Commentary by Rona Macniven, GlobalPANet Executive, The University of Sydney Australia

Physical activity plays a crucial role in energy balance and preventing obesity in young people at a time where overweight/obesity rates are a societal issue. However, not all physical activity programs can demonstrate weight loss. Inequalities also exist in many countries where children from socially disadvantaged backgrounds are more likely to be overweight/obese. This paper found favourable weight changes as a result of an intervention in 10 high schools in disadvantaged communities in New South Wales, Australia. 

The ‘Physical Activity 4 Everyone’ (PA4E1) study was a comprehensive intervention involving seven components across the curriculum, school environment and parents and the community delivered over seven to eight school terms (up to two years). These were: strategies to maximise physical activity in physical education, student physical activity plans, an enhanced school sport programme; physical activity during school breaks, modification of school policy; and parent engagement, links with community physical activity providers. Half of the 10 schools received the program during this time and the other half undertook their usual curriculum as the control group. Over 1000 students from all schools had their weight (kg), body mass index (BMI) and BMIz-score collected at baseline in Grade 7 and 12 and 24 months later. Their physical activity levels at baseline were also measured using accelerometers. 

At 12 months, significant weight and BMI reductions were found for the intervention group compared to the control group (weight mean difference=–0.90 kg (95% confidence interval (CI)=–1.50, −0.30, P<0.01) and BMI (−0.28 kg m−2 (−0.50, −0.06), P=0.01). Findings were not significant for BMI z-score at 12 months but modest yet significant overall reductions across all three outcomes were evident after two years. For weight, these were less than 1kg (−0.62 kg (−1.21, 0.03), P=0.01); BMI reduced by 0.28 kg m−2 (−0.49, −0.06), P=0.01; and BMI z-score −0.08 (−0.14; −0.02), P=0.02). 
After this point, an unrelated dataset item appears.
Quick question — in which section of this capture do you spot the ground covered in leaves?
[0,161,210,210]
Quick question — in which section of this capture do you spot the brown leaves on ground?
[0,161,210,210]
Health outcomes in disadvantaged communities are hard to achieve therefore the effectiveness of this intervention can be commended. It is a positive outcome for physical activity interventions in a more general sense too as weight improvements can be hard to elucidate when other energy balance behaviours can have a strong effect. Testing the replication of this program in other settings and experimenting with different types of delivery would be a future avenue for research in this area. Yet the effectiveness of this program already shows a clear direction of focus for other programs aiming to reduce overweight and obesity rates in young people.